4) Every animal in the landscape of functioning ecosystems is regulated either top-down (by predators) or bottom-up (by prey). Human analogues, like cows, are regulated by harvest. It's arguable about how well regulated they are but cattle are harvested each year. Horses are an exception in that there is no hunting season on them and no viable large predators. Turning them loose on the landscape without regulation will result in degraded range and less available forage for other wild species from prairie dogs to deer (there is some overlap for graze from a variety of species). Herbivores in particular, in that absence of predators, will continue to expand their populations to the point where they seriously damage the vegetation. We've seen this in countless populations. They lack the ability to self-regulate their population numbers.

No landscape is static nor has it ever been. Fluxes of animals alter the landscape and the vegetation responds as do all of the associated animal, invertebrate, microbial, etc... species. Maintaining horse populations on the landscape without management is no better than allowing unmanaged cows, or deer, or dogs. Yet that is precisely what horse advocates so vociferously seem to proclaim. It's a romantic view of the horse on the landscape, not an ecological one.

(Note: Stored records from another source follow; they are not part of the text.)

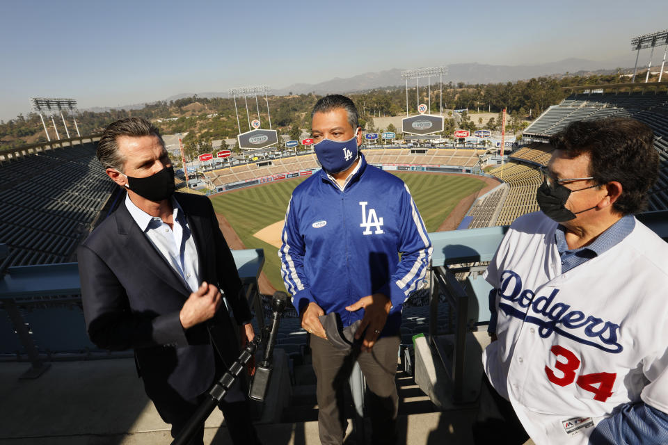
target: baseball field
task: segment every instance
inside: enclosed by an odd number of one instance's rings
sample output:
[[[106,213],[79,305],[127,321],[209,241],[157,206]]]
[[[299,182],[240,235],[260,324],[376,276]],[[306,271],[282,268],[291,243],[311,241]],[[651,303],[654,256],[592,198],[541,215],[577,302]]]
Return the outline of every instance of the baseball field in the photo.
[[[408,184],[428,232],[436,231],[460,201],[487,185],[479,179],[463,175],[391,172]],[[238,236],[236,247],[228,239],[230,247],[264,249],[263,270],[278,290],[284,289],[278,251],[285,209],[292,191],[303,179],[271,182],[211,197],[216,213],[225,217]],[[221,222],[221,227],[224,222]],[[230,238],[228,234],[225,238]]]

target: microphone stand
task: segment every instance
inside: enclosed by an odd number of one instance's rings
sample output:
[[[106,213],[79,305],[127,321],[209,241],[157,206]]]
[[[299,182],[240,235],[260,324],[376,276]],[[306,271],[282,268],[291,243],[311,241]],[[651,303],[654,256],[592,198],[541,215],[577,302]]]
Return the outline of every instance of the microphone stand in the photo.
[[[232,364],[227,372],[218,379],[218,382],[209,390],[209,397],[202,403],[197,411],[192,415],[179,435],[172,442],[172,445],[186,445],[193,435],[202,428],[211,412],[222,400],[228,391],[232,387],[234,380],[245,369],[246,364],[255,355],[255,350],[263,340],[267,340],[264,348],[264,355],[260,366],[256,366],[255,375],[250,384],[250,398],[264,401],[269,378],[271,376],[271,355],[278,331],[278,322],[280,314],[287,302],[289,297],[285,292],[276,292],[271,300],[271,327],[264,326],[260,335],[256,335],[253,341],[248,342],[241,351],[237,361]],[[258,373],[258,371],[260,373]]]

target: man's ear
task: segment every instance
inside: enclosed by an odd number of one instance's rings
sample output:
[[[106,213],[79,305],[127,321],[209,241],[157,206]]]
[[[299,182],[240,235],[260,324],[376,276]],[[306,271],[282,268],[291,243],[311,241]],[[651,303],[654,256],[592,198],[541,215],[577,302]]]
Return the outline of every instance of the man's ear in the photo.
[[[623,191],[621,183],[617,181],[610,181],[603,185],[603,189],[607,192],[607,194],[603,197],[603,199],[598,203],[598,208],[603,209],[608,206],[612,206],[614,202],[621,196]]]
[[[125,187],[127,184],[127,178],[125,177],[125,175],[119,173],[113,168],[109,168],[104,170],[104,172],[106,173],[107,176],[111,178],[112,181],[116,182],[121,187]]]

By the way, just to perhaps give a bit of credibility to my arguments, I am a PhD. ecologist working in the west and I've been teaching about wildlife management for almost 20 years.
Anonymous says:
May 24, 2010 06:35 PM
I am replying to the wildlife biologist. I also am a wildlife biologist, but find your arguments very slanted and really bending over backward to accomodate the establishment. You put a negative spin on the findings of paleontological science and lack a positive vision of what can happen here in North America, if people so decide to get behind a life saving plan. Your ignoring of points concerning the equids' post gastric digestive system as opposed to the ruminant digestive system (most all large herbivores presently in N. Am.) and its potential to enhance the ecosystem and complement the life forms here is particularly specious. This is a soil builder and seed disperser par excellence and is very fit to the vast semi-arid areas of the West where it fits in as a preventer of catastrophic fire. Additionally your flat out attack on the burro fails to consider that the origin of the burro branch of the horse family according to the fossil record is plainly in North America and there were very burro like species found here not long ago, i.e. several thousand years. In general your comments are very dismissive and display as much bias as they do knowledge.
Anonymous says:
May 26, 2010 02:03 PM
Advocates for any good cause seemed to be critized for "emotion". Love, empathy, and compassion. These all stem from "emotion". It would seem that most of the world's woes stem from the lack of it.